Section 7 of the Data Book provides an overview of the IRS Chief Counsel’s workload and activities. The IRS Chief Counsel is appointed by the President of the United States, with the advice and consent of the U.S. Senate, and serves as the chief legal advisor to the IRS Commissioner on all matters pertaining to the interpretation, administration, and enforcement of the Internal Revenue Code, as well as all other legal matters. Under the IRS Restructuring and Reform Act of 1998, the Chief Counsel reports to both the IRS Commissioner and the Treasury General Counsel.
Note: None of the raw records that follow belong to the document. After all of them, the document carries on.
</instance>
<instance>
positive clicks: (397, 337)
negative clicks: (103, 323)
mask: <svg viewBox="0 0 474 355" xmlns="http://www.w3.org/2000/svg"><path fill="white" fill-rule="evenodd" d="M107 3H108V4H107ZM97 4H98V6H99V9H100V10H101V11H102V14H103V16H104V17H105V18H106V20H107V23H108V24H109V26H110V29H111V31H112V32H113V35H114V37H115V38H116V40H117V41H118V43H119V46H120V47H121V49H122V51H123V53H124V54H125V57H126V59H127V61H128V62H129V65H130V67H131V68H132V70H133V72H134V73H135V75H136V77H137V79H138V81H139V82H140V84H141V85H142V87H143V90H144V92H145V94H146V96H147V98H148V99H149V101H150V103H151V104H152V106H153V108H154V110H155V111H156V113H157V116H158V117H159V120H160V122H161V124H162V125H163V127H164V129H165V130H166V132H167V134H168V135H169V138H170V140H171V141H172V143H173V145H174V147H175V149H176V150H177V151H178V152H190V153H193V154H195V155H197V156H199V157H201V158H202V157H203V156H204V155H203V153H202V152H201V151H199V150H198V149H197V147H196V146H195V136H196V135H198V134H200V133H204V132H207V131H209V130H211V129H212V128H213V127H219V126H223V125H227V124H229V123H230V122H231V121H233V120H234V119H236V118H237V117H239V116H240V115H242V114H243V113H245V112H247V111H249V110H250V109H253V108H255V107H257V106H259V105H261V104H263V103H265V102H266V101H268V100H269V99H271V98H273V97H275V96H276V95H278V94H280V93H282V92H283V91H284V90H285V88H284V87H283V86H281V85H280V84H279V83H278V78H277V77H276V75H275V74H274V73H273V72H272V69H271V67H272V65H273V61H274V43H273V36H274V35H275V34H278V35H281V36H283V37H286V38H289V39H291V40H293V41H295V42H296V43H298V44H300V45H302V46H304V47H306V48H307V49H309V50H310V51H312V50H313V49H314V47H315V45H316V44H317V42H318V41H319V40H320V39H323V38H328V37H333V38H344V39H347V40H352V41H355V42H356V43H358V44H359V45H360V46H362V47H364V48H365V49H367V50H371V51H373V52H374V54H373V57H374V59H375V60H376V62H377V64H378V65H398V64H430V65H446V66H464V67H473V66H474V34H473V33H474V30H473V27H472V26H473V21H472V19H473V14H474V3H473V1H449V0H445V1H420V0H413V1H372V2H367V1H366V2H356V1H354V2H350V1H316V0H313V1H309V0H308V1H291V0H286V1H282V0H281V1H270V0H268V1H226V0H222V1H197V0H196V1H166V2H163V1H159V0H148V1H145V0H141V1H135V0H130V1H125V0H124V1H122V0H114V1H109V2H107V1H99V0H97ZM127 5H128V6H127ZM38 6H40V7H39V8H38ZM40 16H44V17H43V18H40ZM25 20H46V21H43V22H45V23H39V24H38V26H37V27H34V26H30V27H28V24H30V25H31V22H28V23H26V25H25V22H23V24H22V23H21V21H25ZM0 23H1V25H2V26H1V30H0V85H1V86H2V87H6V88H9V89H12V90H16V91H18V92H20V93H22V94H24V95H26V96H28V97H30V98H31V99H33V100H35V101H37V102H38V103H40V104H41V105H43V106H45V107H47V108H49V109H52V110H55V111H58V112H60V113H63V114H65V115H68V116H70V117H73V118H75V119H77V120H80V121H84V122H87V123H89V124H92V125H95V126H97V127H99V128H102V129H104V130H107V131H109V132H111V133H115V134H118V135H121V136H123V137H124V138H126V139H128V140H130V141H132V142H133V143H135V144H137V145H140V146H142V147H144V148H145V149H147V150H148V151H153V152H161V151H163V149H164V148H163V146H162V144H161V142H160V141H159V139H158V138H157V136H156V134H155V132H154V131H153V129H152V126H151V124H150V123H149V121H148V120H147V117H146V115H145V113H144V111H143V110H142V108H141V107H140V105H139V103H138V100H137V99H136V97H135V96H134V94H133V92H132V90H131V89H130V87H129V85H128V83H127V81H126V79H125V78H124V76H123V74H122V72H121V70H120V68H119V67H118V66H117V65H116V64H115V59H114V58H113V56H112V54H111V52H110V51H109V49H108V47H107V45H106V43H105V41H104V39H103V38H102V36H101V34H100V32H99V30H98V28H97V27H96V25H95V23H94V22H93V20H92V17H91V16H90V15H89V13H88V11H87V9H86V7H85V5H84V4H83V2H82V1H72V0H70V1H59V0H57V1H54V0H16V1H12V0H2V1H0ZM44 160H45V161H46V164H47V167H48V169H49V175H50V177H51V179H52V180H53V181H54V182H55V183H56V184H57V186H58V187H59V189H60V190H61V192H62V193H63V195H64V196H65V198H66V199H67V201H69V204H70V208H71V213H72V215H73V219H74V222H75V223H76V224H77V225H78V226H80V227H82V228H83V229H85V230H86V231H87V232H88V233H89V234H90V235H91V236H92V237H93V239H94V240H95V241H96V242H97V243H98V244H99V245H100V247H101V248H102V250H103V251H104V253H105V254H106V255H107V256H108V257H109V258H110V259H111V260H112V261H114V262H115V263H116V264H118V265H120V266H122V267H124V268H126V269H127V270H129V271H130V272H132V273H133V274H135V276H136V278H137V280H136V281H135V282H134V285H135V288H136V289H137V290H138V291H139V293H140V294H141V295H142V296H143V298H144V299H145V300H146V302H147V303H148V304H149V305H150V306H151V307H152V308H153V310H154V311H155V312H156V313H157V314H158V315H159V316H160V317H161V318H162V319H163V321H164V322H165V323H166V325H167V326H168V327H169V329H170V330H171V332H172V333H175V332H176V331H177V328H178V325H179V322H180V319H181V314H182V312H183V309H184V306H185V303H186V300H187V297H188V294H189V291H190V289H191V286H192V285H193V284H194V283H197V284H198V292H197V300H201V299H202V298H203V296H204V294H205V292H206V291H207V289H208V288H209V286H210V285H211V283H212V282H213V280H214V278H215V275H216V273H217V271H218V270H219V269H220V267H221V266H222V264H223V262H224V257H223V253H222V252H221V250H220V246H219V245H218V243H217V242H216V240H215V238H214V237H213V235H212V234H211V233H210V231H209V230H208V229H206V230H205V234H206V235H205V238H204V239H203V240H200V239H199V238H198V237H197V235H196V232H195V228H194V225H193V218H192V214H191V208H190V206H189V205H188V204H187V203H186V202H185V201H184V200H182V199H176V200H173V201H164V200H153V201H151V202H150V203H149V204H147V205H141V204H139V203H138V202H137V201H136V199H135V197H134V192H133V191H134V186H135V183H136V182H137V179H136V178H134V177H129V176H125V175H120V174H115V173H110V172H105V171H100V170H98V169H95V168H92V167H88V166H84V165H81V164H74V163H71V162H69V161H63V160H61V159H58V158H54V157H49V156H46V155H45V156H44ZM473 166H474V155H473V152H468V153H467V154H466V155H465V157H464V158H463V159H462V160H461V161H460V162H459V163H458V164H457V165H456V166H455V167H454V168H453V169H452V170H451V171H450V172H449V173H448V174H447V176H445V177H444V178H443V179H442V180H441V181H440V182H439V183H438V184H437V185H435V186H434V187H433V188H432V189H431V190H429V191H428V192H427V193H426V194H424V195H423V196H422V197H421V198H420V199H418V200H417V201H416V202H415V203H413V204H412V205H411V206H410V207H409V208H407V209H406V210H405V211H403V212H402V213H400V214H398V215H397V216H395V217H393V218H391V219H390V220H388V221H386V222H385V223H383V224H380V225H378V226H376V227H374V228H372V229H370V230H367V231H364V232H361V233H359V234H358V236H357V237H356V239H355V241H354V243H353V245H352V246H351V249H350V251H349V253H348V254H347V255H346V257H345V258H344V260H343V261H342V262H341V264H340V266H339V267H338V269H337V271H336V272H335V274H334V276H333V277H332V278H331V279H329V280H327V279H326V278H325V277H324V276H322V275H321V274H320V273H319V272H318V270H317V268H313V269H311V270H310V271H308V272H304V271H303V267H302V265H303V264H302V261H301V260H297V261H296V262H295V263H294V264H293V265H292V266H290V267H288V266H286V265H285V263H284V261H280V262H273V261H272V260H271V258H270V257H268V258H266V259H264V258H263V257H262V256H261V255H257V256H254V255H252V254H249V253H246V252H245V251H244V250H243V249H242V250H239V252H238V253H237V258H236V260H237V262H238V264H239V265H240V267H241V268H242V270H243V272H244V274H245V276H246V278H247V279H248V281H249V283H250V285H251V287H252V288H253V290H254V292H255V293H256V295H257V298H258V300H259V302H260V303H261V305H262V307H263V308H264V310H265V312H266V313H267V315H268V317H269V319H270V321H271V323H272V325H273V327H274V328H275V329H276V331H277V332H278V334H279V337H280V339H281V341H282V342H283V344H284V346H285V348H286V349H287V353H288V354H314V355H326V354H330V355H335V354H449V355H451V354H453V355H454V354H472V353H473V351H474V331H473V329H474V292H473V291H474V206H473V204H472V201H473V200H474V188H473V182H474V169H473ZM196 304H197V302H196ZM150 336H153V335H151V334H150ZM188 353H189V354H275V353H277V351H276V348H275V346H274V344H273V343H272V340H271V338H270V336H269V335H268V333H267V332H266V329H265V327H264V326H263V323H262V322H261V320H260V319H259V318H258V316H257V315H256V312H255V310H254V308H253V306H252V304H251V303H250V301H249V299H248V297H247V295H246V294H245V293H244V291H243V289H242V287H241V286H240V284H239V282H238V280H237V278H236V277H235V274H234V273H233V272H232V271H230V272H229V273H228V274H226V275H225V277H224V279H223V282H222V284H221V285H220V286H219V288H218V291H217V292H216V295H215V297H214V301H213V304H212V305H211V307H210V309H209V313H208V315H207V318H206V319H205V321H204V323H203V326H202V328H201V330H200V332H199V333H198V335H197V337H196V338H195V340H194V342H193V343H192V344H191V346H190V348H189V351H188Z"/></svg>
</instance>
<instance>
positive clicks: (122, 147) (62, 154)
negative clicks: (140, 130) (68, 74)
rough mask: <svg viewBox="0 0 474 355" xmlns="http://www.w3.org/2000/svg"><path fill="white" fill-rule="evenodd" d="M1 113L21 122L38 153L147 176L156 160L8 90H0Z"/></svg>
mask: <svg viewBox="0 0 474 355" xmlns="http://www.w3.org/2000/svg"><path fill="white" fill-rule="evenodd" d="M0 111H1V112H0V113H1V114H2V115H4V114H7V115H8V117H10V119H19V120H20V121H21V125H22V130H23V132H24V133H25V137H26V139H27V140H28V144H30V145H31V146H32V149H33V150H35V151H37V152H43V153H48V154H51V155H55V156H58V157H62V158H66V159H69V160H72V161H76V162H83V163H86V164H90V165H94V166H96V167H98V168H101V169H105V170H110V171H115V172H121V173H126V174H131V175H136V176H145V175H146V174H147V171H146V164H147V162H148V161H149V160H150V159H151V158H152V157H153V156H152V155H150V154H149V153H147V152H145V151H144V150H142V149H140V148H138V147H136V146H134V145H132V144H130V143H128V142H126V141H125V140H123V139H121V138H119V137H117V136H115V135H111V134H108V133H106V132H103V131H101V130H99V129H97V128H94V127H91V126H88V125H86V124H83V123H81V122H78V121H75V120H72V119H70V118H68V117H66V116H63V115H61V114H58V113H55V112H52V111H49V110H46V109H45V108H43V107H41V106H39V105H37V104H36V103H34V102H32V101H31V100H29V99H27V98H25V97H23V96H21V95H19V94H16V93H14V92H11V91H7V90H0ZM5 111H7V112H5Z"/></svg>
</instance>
Attorneys in the Chief Counsel’s Office serve as lawyers for the IRS. They provide the IRS and taxpayers with guidance on interpreting Federal tax laws correctly, represent the IRS in litigation, and provide all other legal support required to carry out the IRS mission.
Highlights of the Data
- In Fiscal Year (FY) 2016, Chief Counsel received 75,834 cases and closed 77,744 cases, including some received in prior years (Table 26).
- Approximately 68.9 percent of closed cases were received from the Small Business/Self-Employed Division (Table 26).
- Of the new cases received and cases closed, 86.1 percent and 86.6 percent, respectively, were related to tax law enforcement and litigation, including Tax Court litigation; collection, bankruptcy, and summons advice and litigation; Appellate Court litigation; criminal tax; and enforcement advice and assistance (Table 26).
- In FY 2016, Chief Counsel received 29,748 Tax Court cases involving a taxpayer contesting an IRS determination that he or she owed additional tax. During the fiscal year, Counsel closed 32,621 cases involving roughly $8.2 billion in disputed taxes and penalties (Table 27).